Previous literatures have suggested that advancing age is a notable risk factor for DPN. The prevalence of DPN has been shown to increase with age, reaching a peak in more than half of all patients with type 2 diabetes aged 60 years or older (4). Wang W et al. found that the DPN severity was accentuated in those aged over 60 years (11). The univariate and multivariate analyses from their study further indicated that age groups ≥50 years were 1.512-1.853 times more likely to develop DPN than those < 40 years. Similarly, Cheng Y et al. observed that patients older than 66 years had 2.65 times greater probability of developing DPN compared to those < 66 years old (12). DPN is well-recognized as a chronic complication that takes time to develop. It is hypothesized that the primary pathophysiological mechanisms contributing to the onset of DPN are associated with inflammation, oxidative stress and mitochondrial dysfunction, which typically occur during the aging process (1, 4, 13, 14). As individuals age, chronic inflammation and oxidative stress in nerve cells intensify, while the function of mitochondria in these nerve cells gradually declines. This culminates in an insufficient supply of cellular energy, subsequently triggering cellular apoptosis (14).

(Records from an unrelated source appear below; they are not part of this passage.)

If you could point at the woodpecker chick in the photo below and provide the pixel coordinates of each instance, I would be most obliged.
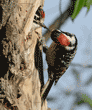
(39, 18)
(59, 56)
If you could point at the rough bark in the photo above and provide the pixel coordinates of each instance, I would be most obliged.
(19, 78)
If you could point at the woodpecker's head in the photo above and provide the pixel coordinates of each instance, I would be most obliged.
(65, 39)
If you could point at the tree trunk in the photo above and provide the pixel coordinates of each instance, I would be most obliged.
(20, 56)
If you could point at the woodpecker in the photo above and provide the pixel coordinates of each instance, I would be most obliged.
(58, 56)
(39, 18)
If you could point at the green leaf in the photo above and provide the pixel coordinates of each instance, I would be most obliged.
(78, 6)
(88, 3)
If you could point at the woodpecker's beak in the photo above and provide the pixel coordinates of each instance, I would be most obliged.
(43, 25)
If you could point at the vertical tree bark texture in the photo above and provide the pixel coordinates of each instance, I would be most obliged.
(20, 82)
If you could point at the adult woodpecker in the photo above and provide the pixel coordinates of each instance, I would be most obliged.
(39, 18)
(59, 56)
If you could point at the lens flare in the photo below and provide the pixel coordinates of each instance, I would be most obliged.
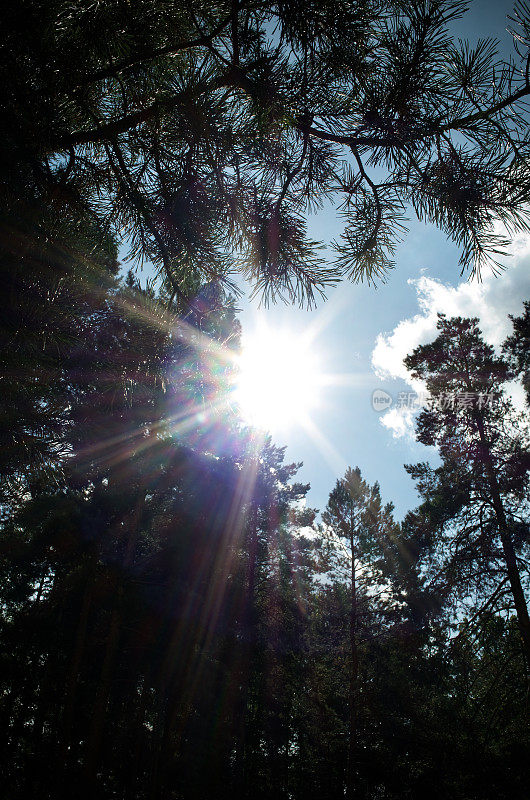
(279, 379)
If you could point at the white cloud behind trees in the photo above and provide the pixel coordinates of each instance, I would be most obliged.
(491, 300)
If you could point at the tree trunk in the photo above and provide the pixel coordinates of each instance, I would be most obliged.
(105, 682)
(519, 599)
(354, 676)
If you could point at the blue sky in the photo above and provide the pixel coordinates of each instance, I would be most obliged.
(359, 323)
(354, 317)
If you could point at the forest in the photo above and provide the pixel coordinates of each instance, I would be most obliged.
(176, 621)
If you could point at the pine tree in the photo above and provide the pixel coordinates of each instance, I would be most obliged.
(476, 503)
(197, 134)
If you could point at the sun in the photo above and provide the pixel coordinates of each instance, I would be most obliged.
(279, 379)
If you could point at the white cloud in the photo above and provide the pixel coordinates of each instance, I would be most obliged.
(490, 300)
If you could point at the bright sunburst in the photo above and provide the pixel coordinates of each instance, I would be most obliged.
(279, 379)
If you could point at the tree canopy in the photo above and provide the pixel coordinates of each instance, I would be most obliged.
(204, 135)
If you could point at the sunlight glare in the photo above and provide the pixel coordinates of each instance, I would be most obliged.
(278, 381)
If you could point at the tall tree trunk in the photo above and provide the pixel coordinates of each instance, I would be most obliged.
(105, 682)
(510, 558)
(77, 656)
(354, 676)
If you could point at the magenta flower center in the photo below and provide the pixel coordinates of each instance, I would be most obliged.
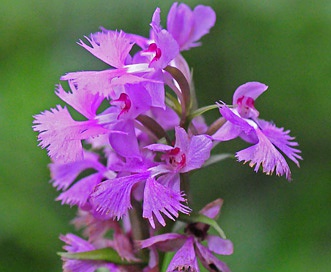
(246, 107)
(175, 158)
(124, 103)
(152, 48)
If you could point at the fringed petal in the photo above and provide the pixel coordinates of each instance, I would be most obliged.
(158, 198)
(113, 197)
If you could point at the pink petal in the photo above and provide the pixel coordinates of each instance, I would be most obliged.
(80, 192)
(58, 132)
(63, 174)
(198, 153)
(164, 242)
(83, 101)
(249, 89)
(282, 140)
(113, 197)
(158, 198)
(264, 153)
(111, 47)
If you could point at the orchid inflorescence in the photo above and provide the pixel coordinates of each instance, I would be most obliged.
(126, 164)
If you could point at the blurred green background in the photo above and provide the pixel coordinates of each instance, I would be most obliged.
(275, 225)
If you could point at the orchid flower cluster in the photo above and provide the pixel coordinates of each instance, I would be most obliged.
(126, 162)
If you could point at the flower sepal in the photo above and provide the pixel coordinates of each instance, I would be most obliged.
(194, 218)
(106, 254)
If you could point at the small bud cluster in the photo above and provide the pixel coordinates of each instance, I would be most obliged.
(126, 163)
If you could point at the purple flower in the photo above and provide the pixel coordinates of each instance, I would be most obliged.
(187, 154)
(188, 246)
(267, 139)
(112, 198)
(76, 244)
(188, 26)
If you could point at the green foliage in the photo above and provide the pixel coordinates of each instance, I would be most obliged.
(275, 225)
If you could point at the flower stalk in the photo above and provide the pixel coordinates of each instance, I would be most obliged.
(134, 202)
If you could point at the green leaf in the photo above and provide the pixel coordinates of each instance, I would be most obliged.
(202, 110)
(195, 218)
(104, 254)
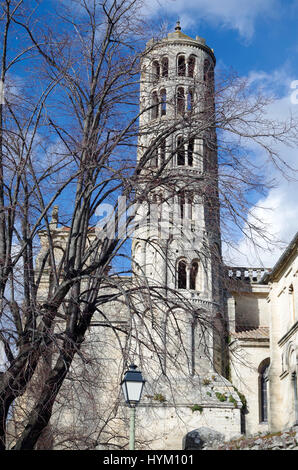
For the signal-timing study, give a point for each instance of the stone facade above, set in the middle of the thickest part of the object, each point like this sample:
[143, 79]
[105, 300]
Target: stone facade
[256, 389]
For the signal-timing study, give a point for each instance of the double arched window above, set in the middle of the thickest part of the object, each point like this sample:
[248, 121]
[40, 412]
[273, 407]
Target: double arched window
[185, 205]
[159, 103]
[184, 151]
[208, 72]
[184, 100]
[165, 67]
[160, 69]
[189, 275]
[186, 68]
[158, 155]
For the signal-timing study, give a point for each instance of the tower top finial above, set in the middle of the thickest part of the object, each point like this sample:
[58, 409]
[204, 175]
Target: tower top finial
[178, 27]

Prior epidemiological studies have demonstrated that obesity represents a significant risk factor for developing DPN (1518). A study was performed to investigate the relationship between body composition and DPN (16). The study demonstrated that the presence of DPN was associated with visceral fat area (OR = 1.026; 95% CI, 1.005–1.048) after adjusting for age, sex, diabetes duration, and smoking status. It was thus concluded that abdominal obesity was associated with DPN. It is well known that abdominal obesity is characterized by the accumulation of visceral fat, with WC commonly used in clinical practice as an approximate measure of visceral fat content (19). In contrast, subcutaneous fat accumulates predominantly in the gluteal and lower extremity regions, making HC a widely employed indicator for the assessment of subcutaneous adipose tissue. The findings of our study indicated that HC was negatively associated with DPN, thereby acting as a protective factor for DPN. Similarly, Zhen Q et al. found that leg subcutaneous fat played a protective role in the development of DPN. The risk of developing DPN was reduced by 30% for every 1kg increase in subcutaneous leg fat (17). Appropriate subcutaneous fat mass may exhibit neuroprotective properties due to the lower lipolytic activity of subcutaneous adipose tissue and the preferential absorption of plasma free fatty acids, thereby protecting skeletal muscle from high levels of free fatty acids (17, 20).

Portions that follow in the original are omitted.